How to Detect Pedestrians and Bicyclists in a Cityscape Video

by Eric VanBuhler | 5/19/2022  |  Object Detection  | 5 min read

Detecting pedestrians and bicyclists in a cityscape scene is a crucial part of autonomous driving applications. Autonomous vehicles need to determine how far away pedestrians and bicyclists are, as well as what their intentions are. A simple way to detect people and bicycles is to use Object Detection. However, in this case we need much more detailed information about the exact locations of the pedestrians and bicyclists than Object Detection can provide, so we’ll use a technique called Semantic Segmentation, in which detections are done pixel-by-pixel, rather than with bounding boxes.

* note - alwaysAI provides a set of open source pre-trained models in the Model Catalog. The following example uses one of the starter models with a simple algorithm in order to achieve its goal.

Removing Pedestrians and Bicyclists from a Video

In this tutorial, we’ll use the ENet computer vision model to segment pedestrians and bicyclists in each frame of a video, and then use the results to perform actions based on the locations of the pedestrians and bicyclists. To keep this application simple, we’ll use the detections to edit the output video, removing the pedestrians and bicyclists from the video. The alwaysAI semantic_segmentation_cityscape starter app runs the ENet model on a series of cityscape images, so it will be a great starting point for us.

*note - The source for this guide can be found at: https://github.com/alwaysai/pedestrian-segmentation

First, pick out your video clip and place it in the app directory. I have a short video clip of pedestrians and bicyclists on a crosswalk. In the app.py file, swap out the series of images for a video clip by removing the image load steps, adding the video stream to our with statement, and changing the Streamer parameters back to the defaults.

def main():
semantic_segmentation = edgeiq.SemanticSegmentation(
"alwaysai/enet")
semantic_segmentation.load(engine=edgeiq.Engine.DNN)

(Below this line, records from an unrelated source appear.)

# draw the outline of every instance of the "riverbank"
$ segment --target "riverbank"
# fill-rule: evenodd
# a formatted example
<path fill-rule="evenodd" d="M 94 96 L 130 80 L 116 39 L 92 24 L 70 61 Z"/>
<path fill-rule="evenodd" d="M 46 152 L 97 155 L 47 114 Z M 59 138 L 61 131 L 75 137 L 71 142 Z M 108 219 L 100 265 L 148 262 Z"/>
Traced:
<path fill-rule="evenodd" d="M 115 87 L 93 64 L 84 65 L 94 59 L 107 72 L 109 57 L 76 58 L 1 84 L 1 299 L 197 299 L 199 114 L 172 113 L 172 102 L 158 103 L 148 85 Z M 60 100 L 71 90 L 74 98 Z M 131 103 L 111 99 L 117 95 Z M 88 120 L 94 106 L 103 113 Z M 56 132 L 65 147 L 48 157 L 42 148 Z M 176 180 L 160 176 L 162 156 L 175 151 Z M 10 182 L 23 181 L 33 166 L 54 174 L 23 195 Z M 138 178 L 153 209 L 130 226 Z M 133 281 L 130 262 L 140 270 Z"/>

print("Engine: {}".format(semantic_segmentation.engine))
print("Accelerator: {}\n".format(semantic_segmentation.accelerator))
print("Model:\n{}\n".format(semantic_segmentation.model_id))
print("Labels:\n{}\n".format(semantic_segmentation.labels))

with edgeiq.FileVideoStream('Use Case - Clip 3.mp4') as video_stream, \
edgeiq.Streamer() as streamer:
...

Inside our with statement, we need to change the for loop iterating over images to a while loop reading frames of the video. Since we’re working with a video now, frame makes more sense than image, so change all instances of image to frame.

def main():
...
with edgeiq.FileVideoStream('Use Case - Clip 3.mp4') as video_stream, \
edgeiq.Streamer() as streamer:

while video_stream.more():
frame = video_stream.read()

results = semantic_segmentation.segment_image(frame)

# Generate text to display on streamer
text = ["Model: {}".format(semantic_segmentation.model_id)]
text.append("Inference time: {:1.3f} s".format(results.duration))
text.append("Legend:")
text.append(semantic_segmentation.build_legend())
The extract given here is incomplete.